Regarding the CSHG, our goal was to determine and demonstrate its essential ability to support the management of genomic data. Table 1 summarizes the 62 attributes of the CSHG that were validated at the hand of multiple different data sources per attribute, resulting in 118 correspondence attempts. Hence, regarding the correspondence between the CSHG and real-world genome related data, no perfect compliance was observed. The resemblance was however a promising 80%, taking into account overfitting, derivable values and intended heterogeneities in the conceptual schema (making 100% impossible). There were also no colliding flows of information under the current structure, solely discrepancies. However, discussion is always possible. Such as that there is additional information thinkable, and there were also underrepresented parts, meaning we found no real-world representation of these attributes in the data sources used. This way we demonstrate proficiency of the CHSG while remaining critical. These useful results demonstrate the success of the validation approach. This was also confirmed after presenting the results to the model authors and information systems experts from our academic network. The model authors were not actively involved in the project but were of help in understanding the problem domain, validate the results and to improve the method from a scientific point of view.

3.2 Discussion

We could generalize the essence of these two approaches and see them as subsequent or perhaps simultaneous phases. In phase one, a solution (the CSHG) is proposed by conceptualizing the problem domain, in order to provide structure for a complex concept that encompasses all kinds of related data. In subsequent phase, this is tested by using this data to examine its fit to the solution. While the artefact was initially tuned to the problems within this domain and scope, we hypothesize that this generic strategy could be useful to problem contexts of a similar nature.

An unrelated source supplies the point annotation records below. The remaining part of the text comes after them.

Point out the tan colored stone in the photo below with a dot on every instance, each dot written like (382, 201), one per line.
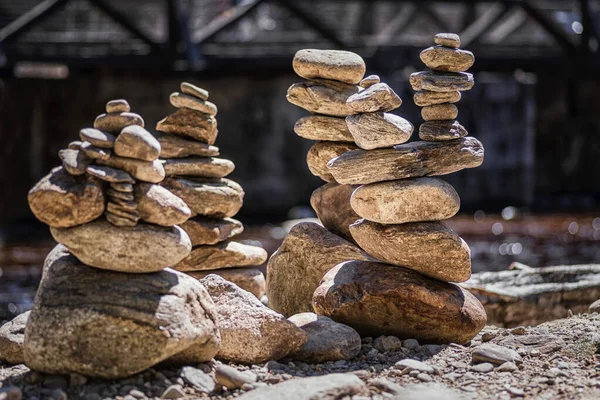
(337, 65)
(331, 202)
(223, 255)
(115, 122)
(206, 167)
(249, 279)
(140, 249)
(82, 315)
(321, 127)
(251, 333)
(407, 160)
(378, 299)
(322, 97)
(63, 200)
(190, 123)
(206, 230)
(378, 130)
(424, 98)
(295, 269)
(406, 200)
(319, 155)
(136, 142)
(219, 198)
(377, 97)
(430, 248)
(157, 205)
(439, 112)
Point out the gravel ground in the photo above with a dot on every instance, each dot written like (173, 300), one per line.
(555, 360)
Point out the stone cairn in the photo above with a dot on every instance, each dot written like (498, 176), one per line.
(198, 176)
(106, 286)
(381, 197)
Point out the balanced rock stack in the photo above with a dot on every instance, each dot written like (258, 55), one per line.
(106, 286)
(198, 176)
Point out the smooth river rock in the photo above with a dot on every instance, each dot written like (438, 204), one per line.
(378, 299)
(296, 268)
(407, 160)
(430, 248)
(63, 200)
(139, 249)
(406, 200)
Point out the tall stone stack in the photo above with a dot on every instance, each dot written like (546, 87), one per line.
(107, 284)
(198, 176)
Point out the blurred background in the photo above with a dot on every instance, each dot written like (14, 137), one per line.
(535, 107)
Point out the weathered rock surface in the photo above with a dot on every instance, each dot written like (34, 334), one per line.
(327, 340)
(322, 97)
(190, 123)
(331, 202)
(406, 200)
(140, 249)
(378, 299)
(407, 160)
(296, 268)
(157, 205)
(337, 65)
(376, 130)
(321, 127)
(251, 333)
(206, 230)
(79, 310)
(12, 336)
(223, 255)
(207, 167)
(319, 155)
(430, 248)
(63, 200)
(210, 197)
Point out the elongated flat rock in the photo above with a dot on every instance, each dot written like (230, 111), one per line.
(319, 155)
(296, 268)
(406, 200)
(206, 167)
(407, 160)
(218, 198)
(337, 65)
(321, 127)
(223, 255)
(140, 249)
(430, 248)
(378, 299)
(378, 130)
(322, 97)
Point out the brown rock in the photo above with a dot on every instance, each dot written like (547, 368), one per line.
(322, 97)
(319, 155)
(223, 255)
(406, 200)
(337, 65)
(407, 160)
(331, 202)
(157, 205)
(378, 97)
(295, 269)
(378, 299)
(321, 127)
(63, 200)
(206, 230)
(430, 248)
(219, 198)
(190, 123)
(251, 333)
(376, 130)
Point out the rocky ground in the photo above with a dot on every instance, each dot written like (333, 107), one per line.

This could be a problem domain where big data driven decision support is required. In such a complex DID, the related available data has properties like ‘messy’, ‘heterogeneous’, ‘vast’, ‘growing number of stakeholders and parameters’. An example of this could be the housing market, a highly dynamic environment with all kinds of constant changes. What makes this environment complex are the varying regulatory influences which cannot be withstood by conventional house pricing models. Also, the definition of regulation is lacking due to the complexity and potential interaction of different regulatory aspects [9]. Furthermore, there are numerous heterogeneous data sources for housing data and for all kinds of environmental factors that influence the market.

4 Conclusion and Future Work

In this work, we proposed and tested a solution that should tackle the problems related to validating a conceptual schema on the basis of its real-world data that it should represent, in an exploratory manner. Some problems were specific to the domain of the management of genome related data, for which our solution has been created. In a DID where complex data is constantly evolving and valuable information is spread across heterogeneous data sources in a vast lake of data, conceptual modeling has not only been a potential solution to the data-related challenges. It also tackled the issue of the constant evolution of genome fundamental knowledge, which formed an extra challenge to IS design.

We demonstrated that this validation artefact is effective, and that the CSHG can improve through the application of this validation method; we propose it can be generalized and applied to other environments with similar properties, or used for subsequent work either in- or outside the genome domain. As the domain rapidly evolves, its related data does so as well. Where CM is a first step [5], future work should focus on how an information system could deal with data evolution.